To determine how much downtime you can afford, here a few things to consider. Should production stop:
- The inability to fill quotas affects sales.
- ‘Out of stock’ messages disappoint customers and damage your reputation.
- You’ll likely be paying employees who are standing around, waiting for a solution.
If you place a dollar amount on each of the above, you can estimate how much you’re at stake to lose depending on the length of downtime.
So what causes downtime for manufacturers?
Like all other businesses, manufacturers are susceptible to fires, floods, hurricanes, etc. Natural disasters can ruin plants and halt production indefinitely. However, the human factor plays a role in downtime as well. There is certain data that manufacturers fear losing, and when that loss occur, it’s usually humans who are at fault.

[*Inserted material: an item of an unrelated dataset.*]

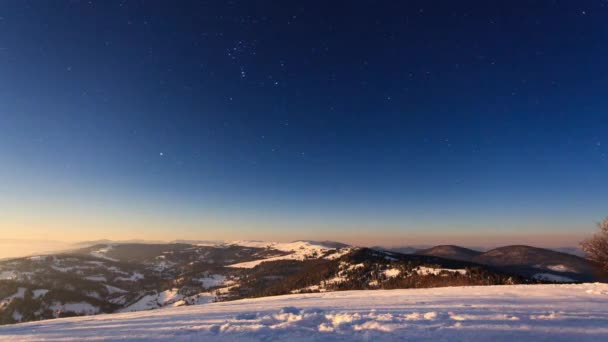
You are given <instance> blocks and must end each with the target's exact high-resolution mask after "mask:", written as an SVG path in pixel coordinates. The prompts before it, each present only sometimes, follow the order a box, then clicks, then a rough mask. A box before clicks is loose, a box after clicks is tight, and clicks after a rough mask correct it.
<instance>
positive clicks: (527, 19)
mask: <svg viewBox="0 0 608 342" xmlns="http://www.w3.org/2000/svg"><path fill="white" fill-rule="evenodd" d="M606 56H608V2H607V1H549V0H547V1H508V2H488V1H433V2H428V1H408V2H403V1H381V2H376V1H331V2H330V1H279V2H277V1H264V0H260V1H179V2H170V1H26V0H19V1H16V0H7V1H2V2H1V3H0V233H1V235H2V236H3V237H5V238H15V239H27V238H36V239H54V240H82V239H95V238H112V239H128V238H139V239H165V240H171V239H177V238H188V239H208V240H211V239H267V240H293V239H334V240H340V241H344V242H351V243H360V244H376V243H379V244H393V245H396V244H408V243H421V242H429V243H435V242H454V243H457V242H459V243H463V242H462V241H465V243H466V242H469V244H472V243H482V242H483V243H485V242H487V243H492V242H494V243H498V242H506V241H509V242H511V241H512V242H521V243H531V244H532V243H534V244H538V245H548V244H552V243H553V244H561V245H563V244H568V243H571V244H576V243H577V239H578V238H579V237H581V236H583V235H586V234H589V233H590V232H592V231H593V230H594V228H595V227H594V222H597V221H599V220H601V219H602V218H603V217H604V216H606V215H608V192H606V189H607V188H608V63H607V62H606Z"/></svg>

In a recent survey by Kaspersky Lab, manufacturers reported “Internal Operational Information” and “Intellectual Property” as data they most feared losing. The survey also told of malware being the most common cause of data loss. Network intrusion and targeted attacks were also listed as causes of data loss.
How should a manufacturer protect their data?
The first thing a manufacturer can do to protect their business critical data, is outsource their IT needs to an expert who has worked with that vertical before. A provider who understands which data is most important and the possible implications of downtime will be able to provide the best solution.
An awesome provider will also serve as an extension of your IT team, providing you with timely software and hardware updates, maintenance, and backups.
Ultimately, there are many factors to consider when selecting a business continuity solution for a manufacturing company.